Scientists discovered a new color never seen before: “Olo” (but not everything is as it seems)

A team of scientists from the University of California, Berkeley recently announced the discovery of a new colorcalled olonever perceived first in the natural vision. Described as a shade green-bluade extremely brilliant And saturationthe Olo represents a challenge not only for human perception, but also for the definition of “visible color” itself.

The discovery was made possible thanks to an experiment in which five volunteersincluding three co -authors of the study, have undergone visual stimulations with a device called Ozcapable of issuing highly targeted laser pulses.

The laser was designed to activate exclusively the cones m present in the retinaresponsible for the perception of intermediate wavelengths, typically associated with green.

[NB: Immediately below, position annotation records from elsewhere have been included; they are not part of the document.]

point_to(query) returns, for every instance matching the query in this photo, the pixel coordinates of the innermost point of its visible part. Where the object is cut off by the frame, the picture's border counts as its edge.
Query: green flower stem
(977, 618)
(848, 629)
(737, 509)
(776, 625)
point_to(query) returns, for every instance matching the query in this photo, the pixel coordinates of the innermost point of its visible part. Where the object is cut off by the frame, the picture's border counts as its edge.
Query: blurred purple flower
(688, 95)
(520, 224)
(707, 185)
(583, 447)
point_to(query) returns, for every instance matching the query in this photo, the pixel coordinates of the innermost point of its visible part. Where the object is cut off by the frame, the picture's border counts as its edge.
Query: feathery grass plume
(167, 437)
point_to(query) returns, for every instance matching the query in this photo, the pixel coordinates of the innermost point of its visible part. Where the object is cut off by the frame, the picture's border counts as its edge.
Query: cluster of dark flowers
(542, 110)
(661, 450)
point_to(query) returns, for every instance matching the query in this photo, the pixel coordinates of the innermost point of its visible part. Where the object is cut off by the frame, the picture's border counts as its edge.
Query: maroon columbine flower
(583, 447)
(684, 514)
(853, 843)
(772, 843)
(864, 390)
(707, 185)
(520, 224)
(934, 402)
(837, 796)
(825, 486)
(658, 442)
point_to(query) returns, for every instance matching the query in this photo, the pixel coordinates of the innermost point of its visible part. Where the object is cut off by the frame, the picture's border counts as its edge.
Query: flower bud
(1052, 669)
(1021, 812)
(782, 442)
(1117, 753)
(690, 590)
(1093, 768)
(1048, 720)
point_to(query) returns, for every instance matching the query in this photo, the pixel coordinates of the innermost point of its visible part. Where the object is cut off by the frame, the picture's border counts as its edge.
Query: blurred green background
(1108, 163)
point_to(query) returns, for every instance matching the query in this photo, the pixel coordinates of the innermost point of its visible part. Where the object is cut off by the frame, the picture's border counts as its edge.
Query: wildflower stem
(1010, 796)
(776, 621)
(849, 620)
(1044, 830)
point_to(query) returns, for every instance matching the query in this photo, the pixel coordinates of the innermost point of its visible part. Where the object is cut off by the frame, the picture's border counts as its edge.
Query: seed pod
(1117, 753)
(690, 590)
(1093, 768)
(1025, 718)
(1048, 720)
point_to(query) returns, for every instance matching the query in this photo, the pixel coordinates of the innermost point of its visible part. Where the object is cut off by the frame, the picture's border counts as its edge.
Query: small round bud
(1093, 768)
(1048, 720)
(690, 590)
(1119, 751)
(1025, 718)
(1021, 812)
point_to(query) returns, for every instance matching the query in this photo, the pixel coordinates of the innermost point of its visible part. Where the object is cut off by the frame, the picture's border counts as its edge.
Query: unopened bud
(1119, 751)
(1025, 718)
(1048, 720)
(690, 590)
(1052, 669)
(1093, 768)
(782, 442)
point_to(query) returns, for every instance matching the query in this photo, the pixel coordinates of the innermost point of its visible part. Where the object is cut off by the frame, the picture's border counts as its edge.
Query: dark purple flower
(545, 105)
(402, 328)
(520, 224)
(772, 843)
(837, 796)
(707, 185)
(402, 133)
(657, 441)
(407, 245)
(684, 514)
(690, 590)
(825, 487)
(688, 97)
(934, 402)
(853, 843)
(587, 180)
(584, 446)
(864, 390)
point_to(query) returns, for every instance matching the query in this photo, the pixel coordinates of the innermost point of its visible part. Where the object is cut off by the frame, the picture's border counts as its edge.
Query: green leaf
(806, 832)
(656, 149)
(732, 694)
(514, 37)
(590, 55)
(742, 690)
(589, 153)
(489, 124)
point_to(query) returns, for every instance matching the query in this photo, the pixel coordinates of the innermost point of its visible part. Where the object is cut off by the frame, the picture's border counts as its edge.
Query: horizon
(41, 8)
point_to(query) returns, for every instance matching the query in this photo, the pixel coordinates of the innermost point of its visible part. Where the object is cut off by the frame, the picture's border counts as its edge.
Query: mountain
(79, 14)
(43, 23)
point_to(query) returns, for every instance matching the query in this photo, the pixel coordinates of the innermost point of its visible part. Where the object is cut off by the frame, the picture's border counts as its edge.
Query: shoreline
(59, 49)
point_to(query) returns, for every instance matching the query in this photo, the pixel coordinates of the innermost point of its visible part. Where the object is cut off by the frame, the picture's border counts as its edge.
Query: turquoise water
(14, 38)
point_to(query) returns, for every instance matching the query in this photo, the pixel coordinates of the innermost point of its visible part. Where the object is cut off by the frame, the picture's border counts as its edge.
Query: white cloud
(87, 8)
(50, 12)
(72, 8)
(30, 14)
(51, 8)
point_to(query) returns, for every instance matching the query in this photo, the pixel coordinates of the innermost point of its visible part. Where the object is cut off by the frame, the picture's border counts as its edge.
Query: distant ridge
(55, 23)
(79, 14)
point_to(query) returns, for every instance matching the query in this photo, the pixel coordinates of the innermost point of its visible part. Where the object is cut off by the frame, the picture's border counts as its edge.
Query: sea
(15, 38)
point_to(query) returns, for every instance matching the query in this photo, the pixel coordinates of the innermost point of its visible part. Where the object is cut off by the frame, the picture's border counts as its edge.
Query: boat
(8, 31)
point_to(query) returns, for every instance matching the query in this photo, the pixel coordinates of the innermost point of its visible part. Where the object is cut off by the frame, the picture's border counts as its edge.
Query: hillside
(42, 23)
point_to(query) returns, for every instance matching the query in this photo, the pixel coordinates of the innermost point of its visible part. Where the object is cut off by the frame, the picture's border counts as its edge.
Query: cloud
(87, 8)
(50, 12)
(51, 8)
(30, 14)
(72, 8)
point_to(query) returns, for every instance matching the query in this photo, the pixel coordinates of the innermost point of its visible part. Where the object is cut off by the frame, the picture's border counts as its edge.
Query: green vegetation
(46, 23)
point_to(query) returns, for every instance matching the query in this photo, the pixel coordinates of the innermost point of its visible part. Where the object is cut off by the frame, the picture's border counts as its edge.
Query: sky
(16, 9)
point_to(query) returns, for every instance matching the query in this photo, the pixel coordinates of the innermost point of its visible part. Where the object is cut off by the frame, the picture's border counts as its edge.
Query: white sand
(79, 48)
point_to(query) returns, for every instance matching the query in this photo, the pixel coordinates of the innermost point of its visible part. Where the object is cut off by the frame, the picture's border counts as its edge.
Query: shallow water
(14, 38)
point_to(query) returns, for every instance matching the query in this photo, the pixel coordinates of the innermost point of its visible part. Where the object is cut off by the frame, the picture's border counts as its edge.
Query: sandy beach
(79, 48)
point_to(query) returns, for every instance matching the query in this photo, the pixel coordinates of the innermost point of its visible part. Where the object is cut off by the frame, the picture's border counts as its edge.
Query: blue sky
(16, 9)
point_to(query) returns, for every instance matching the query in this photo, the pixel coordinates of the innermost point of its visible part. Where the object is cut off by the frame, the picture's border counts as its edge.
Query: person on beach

In normal conditions, the stimulation of these cones is always accompanied by a response from the cones L (red) or s (blue), but in this case the stimulation was isolatedgenerating a signal never experienced in the natural vision.

A new frontier of perception

According to Ren Ng, one of the researchers involved in the experiment, the OLO is “more saturated than any color visible in the real world“, Comparable to a water green Only in very approximate terms. However this color and requires one artificial stimulation of the retina To be perceived. In practice, the OLO exists only in the mind of those who experience it, the result of a precise optical illusion induced by technology.

Despite enthusiasm, the scientific community accepted the discovery with cautious skepticism. John Barbur, an expert in visual perception at the City St George’s University of London, commented that talking about “new color” is one forcingbeing more than asubjective interpretation than a real chromatic discovery.

Yet the authors of the study see a possible application in the medical field in OLO: the OZ device could one day help people with Daltonism To perceive colors such as red and green, at least temporarily.

The discovery of the new represents a new frontier in the study of visual mechanisms and in neurophysiology of perception. Although not intended to become a color of the real world, this experiment opens interesting scenarios on how technology can expand the limits of human perception.